Er trug noch seinen langen, grässlich türkisen Bademantel und schlürfte an einer Tasse Kaffee.
„Kleine, endlich wieder da?“
Ich verzog den Mund.
„Hey, ähm… tut mir leid, dass ich nicht angerufen habe… Ich war, ähm, beschäftigt!“, erklärte ich und verfluchte mich innerlich.
Das war die dümmste Ausrede überhaupt.
Ben grinste mich an.
„Kein Problem. Ich sehe, es muss eine heftige Nacht gewesen sein…“, erwiderte er und nahm einen Schluck Kaffee.
Ich seufzte.
„Ben, ich…“
Mein Vater schüttelte den Kopf.
„Keine Details bitte.
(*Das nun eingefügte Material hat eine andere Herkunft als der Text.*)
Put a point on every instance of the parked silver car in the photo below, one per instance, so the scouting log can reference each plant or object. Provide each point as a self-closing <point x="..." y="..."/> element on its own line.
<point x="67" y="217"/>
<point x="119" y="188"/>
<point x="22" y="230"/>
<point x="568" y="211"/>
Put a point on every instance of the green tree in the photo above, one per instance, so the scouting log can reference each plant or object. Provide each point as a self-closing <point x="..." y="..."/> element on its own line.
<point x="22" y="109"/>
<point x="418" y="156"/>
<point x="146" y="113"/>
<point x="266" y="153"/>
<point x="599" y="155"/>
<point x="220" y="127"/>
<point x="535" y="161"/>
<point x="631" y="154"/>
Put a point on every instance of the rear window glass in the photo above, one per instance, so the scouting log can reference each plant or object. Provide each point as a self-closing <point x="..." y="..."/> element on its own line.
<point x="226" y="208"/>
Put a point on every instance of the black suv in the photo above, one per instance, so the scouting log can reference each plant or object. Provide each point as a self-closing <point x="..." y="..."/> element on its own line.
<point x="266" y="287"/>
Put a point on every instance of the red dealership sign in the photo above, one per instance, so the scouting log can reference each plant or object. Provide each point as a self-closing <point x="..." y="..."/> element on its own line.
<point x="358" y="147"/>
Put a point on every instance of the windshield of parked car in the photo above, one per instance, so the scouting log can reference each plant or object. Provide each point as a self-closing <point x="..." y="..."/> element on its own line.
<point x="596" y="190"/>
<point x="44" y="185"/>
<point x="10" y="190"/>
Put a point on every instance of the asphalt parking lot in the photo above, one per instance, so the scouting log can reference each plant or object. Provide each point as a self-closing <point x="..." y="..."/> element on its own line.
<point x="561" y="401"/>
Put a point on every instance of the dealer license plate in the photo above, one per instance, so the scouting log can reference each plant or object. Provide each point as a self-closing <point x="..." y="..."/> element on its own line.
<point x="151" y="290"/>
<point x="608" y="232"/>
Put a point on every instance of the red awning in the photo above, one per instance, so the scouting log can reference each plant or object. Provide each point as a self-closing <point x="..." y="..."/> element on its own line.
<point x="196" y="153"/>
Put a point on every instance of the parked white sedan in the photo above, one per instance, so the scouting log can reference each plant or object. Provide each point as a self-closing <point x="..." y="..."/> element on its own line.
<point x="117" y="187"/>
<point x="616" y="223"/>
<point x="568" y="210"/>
Husch husch in dein Zimmer jetzt und Tasche richten, ich will mit dir nach dem Mittagessen zu einer Ausstellung fahren!“, erklärte er, ich riss die Augen auf.
„Welche Art von Ausstellung?“, fragte ich.
Ben grinste.
„Ich sage nur: Rembrandt!“, antwortete er, ich jubelte.
„Da wollte ich schon immer mal hin“, erwiderte ich träumerisch, Ben nickte.
„Na dann los jetzt. Deine Gedanken sind viel zu sehr auf deine Freunde gelenkt, dass du kein Zeitmanagement im Kopf hast!“
Ich verdrehte nur die Augen, zog meine Jacke und Schuhe aus und ging dann nach hinten.
Als ich mein Zimmer betrat und zu meinem Bett lief, blieb ich wie angewurzelt stehen - und zwar vor meinem Spiegel.
Ich stellte mich direkt davor und schaute den Pulli an.
Deswegen hatte Ben gemeint, er konnte sehen, dass es eine wilde Nacht gewesen sein musste.
Alexanders Pulli.
Er war mir offensichtlich zu groß, der Bund hing tief unter meinem Hosenbund.
Doch ich verspürte nicht den geringsten Drang, das Oberteil auszuziehen.
Erstens war es so was von flauschig und warm, perfekt für diese Jahreszeit.
Und zweitens haftete überall der Geruch nach Rosen, nach Sandelholz - einfach, nach Alex.
Ich schloss die Augen und atmete tief durch.